The most likely causes for this exposure are overzealous brushing or using an abrasive toothpaste. Both of these activities can break down the surface enamel, leading to dentin exposure. This is often made worse if the sufferer has a particularly sugary or acidic diet. Similarly, enamel erosion can also be caused by a number of medical conditions such as bulimia. This occurs when acid from vomit collects in the mouth and contributes to the erosion of your enamel.

It is important to visit your dentist at least twice a year so that any potential problems can be spotted and dealt with before they turn into a serious issue. Ignoring the problem won't help but many patients with sensitivity develop a marked decline in their oral health as sensitivity can often make brushing and flossing painful.

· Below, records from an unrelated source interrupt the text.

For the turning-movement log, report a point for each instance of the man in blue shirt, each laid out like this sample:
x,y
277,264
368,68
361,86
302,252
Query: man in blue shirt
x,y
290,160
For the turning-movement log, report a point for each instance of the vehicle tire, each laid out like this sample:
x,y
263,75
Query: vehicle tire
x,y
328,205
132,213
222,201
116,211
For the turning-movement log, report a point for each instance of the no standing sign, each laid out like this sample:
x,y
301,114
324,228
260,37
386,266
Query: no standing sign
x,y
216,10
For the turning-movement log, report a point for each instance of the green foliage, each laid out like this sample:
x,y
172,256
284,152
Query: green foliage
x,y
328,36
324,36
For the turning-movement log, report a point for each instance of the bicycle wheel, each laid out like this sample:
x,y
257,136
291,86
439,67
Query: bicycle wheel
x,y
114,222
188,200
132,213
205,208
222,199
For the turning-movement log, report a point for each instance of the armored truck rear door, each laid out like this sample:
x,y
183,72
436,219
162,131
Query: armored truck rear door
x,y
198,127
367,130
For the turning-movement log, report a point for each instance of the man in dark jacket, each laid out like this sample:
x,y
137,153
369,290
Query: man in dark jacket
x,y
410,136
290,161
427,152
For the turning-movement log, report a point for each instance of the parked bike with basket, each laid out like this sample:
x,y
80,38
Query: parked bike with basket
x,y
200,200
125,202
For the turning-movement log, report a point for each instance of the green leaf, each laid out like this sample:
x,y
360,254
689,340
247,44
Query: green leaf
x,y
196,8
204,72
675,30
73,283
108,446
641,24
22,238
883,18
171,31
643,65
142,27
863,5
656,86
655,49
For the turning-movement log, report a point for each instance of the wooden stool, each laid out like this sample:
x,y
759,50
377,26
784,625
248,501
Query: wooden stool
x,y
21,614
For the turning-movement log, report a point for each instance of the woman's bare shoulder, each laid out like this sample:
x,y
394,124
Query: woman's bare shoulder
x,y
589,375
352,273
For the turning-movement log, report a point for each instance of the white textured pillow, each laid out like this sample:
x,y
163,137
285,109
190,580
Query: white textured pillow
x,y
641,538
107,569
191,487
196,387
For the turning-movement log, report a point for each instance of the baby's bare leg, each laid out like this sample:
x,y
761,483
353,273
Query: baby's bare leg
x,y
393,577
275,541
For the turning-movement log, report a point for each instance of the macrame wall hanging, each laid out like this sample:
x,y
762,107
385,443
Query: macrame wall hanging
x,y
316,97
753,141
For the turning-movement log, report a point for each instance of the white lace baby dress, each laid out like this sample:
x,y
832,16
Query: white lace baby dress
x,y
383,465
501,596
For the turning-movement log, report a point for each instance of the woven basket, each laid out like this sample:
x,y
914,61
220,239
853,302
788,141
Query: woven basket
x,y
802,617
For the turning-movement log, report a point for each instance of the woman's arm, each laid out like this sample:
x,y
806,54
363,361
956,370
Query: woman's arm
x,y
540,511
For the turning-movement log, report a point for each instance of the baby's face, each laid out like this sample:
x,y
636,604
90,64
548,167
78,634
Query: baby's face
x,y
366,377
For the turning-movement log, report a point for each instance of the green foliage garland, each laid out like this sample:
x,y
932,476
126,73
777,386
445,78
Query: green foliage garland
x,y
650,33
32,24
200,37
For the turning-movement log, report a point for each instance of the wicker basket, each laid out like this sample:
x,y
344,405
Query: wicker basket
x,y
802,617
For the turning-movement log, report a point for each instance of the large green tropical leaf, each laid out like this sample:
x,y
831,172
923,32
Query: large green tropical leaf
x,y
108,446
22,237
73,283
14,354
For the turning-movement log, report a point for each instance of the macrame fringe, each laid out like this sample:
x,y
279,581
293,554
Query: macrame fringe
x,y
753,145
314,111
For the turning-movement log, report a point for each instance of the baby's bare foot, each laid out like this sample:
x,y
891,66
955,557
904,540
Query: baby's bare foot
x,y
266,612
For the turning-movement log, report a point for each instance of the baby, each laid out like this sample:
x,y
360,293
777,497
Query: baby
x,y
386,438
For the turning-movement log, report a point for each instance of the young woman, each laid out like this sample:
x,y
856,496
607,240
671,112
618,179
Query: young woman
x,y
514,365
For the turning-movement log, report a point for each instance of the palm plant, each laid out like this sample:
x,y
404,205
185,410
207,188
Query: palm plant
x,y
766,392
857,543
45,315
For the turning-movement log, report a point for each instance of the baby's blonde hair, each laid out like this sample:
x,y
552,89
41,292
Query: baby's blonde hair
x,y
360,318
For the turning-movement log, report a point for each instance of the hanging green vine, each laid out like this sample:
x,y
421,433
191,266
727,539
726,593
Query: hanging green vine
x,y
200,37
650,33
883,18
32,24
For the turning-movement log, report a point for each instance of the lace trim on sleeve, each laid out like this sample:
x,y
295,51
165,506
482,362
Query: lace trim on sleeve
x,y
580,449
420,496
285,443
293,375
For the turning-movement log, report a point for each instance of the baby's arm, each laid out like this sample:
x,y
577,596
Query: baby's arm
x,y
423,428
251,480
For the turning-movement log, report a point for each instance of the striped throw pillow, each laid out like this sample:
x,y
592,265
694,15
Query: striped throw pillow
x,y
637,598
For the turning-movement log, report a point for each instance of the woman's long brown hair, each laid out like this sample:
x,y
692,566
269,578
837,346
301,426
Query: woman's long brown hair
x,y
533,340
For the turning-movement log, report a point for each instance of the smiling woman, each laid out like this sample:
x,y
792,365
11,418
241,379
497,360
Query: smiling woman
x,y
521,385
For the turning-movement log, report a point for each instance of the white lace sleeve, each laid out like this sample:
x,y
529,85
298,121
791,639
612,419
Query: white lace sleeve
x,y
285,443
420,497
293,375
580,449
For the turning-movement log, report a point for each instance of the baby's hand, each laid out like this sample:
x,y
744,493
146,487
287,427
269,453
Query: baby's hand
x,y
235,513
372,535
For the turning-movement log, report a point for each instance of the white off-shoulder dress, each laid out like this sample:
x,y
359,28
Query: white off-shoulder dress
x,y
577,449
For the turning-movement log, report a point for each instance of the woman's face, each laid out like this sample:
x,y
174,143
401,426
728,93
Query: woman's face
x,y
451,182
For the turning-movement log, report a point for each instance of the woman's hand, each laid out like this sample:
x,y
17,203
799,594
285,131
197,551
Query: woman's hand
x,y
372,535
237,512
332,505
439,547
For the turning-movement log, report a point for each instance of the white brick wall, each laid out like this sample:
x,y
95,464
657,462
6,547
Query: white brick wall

Preventing Tooth Sensitivity

To prevent the development of tooth sensitivity, it is usually recommended that you maintain a good oral hygiene regime. Most dentists agree that you should attempt to brush your teeth at least twice a day for two minutes at a time. Make sure you use short gentle strokes as brushing overzealously can often contribute to enamel erosion and the development of sensitivity. You should also floss between teeth to eradicate the bacteria living there and some people also find mouthwash useful at combating the bacteria which causes halitosis (bad breath). You should try to avoid any sugary snacks and drinks or acidic foods and maintain a healthy and balanced diet. If you are having any sensitivity issues, then schedule an appointment with your dentist as soon as possible.